More detailed documentation on the available Chef commands is available here.

If you did a Manual Install

If you’re scaling up your deployment, follow the following process:

  1. Spin up new nodes, following the standard install process, but with the following modifications:
    • Set the etcd_cluster so that it only includes nodes that are already in the deployment and that are running as etcd masters (so it does not include any nodes being added).
    • Stop when you get to the “Provide Shared Configuration” step. The nodes will learn their configuration from the existing nodes.
  2. Wait until the new nodes have fully joined the existing deployment. To check if a node has joined the deployment:
    • Run cw-check_cluster_state. This should report that the cluster is stable and, if this is a Vellum node, it should also report that this node is in all of its clusters.
    • Run sudo cw-check_config_sync. This reports when the node has learned its configuration.
  3. Update DNS to contain the new nodes.

If you’re scaling down your deployment, follow the following process:

  1. Update DNS to contain only the nodes that will remain after the scale-down.

  2. On each node that is about to be turned down:

    • Run the appropriate command from the following (based on the node type) to stop processes from automatically restarting.

      • Bono - monit unmonitor -g bono
      • Sprout - monit unmonitor -g sprout
      • Dime - monit unmonitor -g homestead && monit unmonitor -g homestead-prov && monit unmonitor -g ralf
      • Vellum - n/a
      • Homer - monit unmonitor -g homer
      • Memento - monit unmonitor -g sprout
      • Ellis - monit unmonitor -g ellis
    • Start the main processes quiescing.

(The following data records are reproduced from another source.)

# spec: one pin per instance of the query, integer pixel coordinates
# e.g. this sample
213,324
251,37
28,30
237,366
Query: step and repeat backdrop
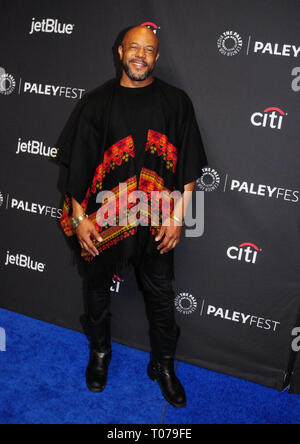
237,286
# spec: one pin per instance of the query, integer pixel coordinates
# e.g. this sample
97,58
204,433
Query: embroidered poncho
173,156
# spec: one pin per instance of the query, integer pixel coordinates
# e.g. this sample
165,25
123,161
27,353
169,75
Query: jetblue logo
2,339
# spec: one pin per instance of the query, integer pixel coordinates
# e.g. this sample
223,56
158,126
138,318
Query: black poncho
173,156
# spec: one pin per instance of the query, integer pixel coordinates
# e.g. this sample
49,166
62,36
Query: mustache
138,61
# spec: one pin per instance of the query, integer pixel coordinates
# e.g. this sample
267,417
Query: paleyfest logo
7,82
229,43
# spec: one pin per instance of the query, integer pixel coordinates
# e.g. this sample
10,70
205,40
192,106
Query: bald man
143,111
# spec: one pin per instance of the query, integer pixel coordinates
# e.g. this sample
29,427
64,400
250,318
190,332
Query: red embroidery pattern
113,156
158,143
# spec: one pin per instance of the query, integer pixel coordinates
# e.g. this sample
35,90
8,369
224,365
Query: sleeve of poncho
78,150
191,157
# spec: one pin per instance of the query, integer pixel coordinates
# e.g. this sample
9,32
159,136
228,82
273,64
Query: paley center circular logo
7,83
229,43
209,181
185,303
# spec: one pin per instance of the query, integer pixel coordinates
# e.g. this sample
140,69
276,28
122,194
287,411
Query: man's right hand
84,231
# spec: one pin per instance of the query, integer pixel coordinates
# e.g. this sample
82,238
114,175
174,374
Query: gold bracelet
177,219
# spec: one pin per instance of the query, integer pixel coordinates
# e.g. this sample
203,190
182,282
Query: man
141,132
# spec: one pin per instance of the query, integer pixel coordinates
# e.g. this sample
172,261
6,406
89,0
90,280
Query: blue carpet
42,382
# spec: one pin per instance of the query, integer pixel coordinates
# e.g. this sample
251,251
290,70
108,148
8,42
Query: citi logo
50,25
24,261
246,252
271,117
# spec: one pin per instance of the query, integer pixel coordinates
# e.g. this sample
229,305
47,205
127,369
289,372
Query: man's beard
137,78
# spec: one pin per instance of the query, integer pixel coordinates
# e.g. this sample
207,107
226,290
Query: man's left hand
171,231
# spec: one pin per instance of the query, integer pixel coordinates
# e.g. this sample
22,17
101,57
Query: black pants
155,282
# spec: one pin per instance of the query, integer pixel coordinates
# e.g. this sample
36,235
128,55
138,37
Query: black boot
96,372
162,371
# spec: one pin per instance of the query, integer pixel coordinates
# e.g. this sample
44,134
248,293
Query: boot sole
153,378
93,390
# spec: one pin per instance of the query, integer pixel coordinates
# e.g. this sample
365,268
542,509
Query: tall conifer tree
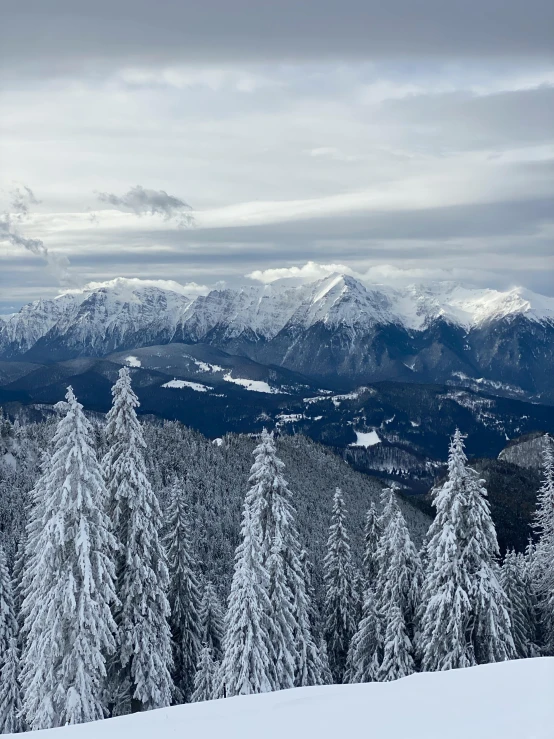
68,584
464,615
248,655
10,695
184,593
144,658
340,623
273,515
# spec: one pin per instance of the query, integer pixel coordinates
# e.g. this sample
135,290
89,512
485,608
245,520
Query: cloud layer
401,139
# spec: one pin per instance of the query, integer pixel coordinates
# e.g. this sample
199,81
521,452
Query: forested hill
216,480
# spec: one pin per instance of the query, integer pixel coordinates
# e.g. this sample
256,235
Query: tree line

      • Bono - sudo service bono quiesce
      • Sprout - sudo service sprout quiesce
      • Dime - sudo service homestead stop && sudo service homestead-prov stop && sudo service ralf stop
      • Vellum - n/a
      • Homer - sudo service homer stop
      • Memento - sudo service sprout quiesce
      • Ellis - sudo service ellis stop
    • If the node you are turning down is a Vellum node, or another node configured to act as an etcd master, also do the following:

      • sudo monit unmonitor -g clearwater_cluster_manager
      • sudo monit unmonitor -g clearwater_config_manager
      • sudo monit unmonitor -g clearwater_queue_manager
      • sudo monit unmonitor -g etcd
      • sudo service clearwater-etcd decommission

      This will cause the node to leave its existing clusters.

  3. Once the above steps have completed, turn down the nodes.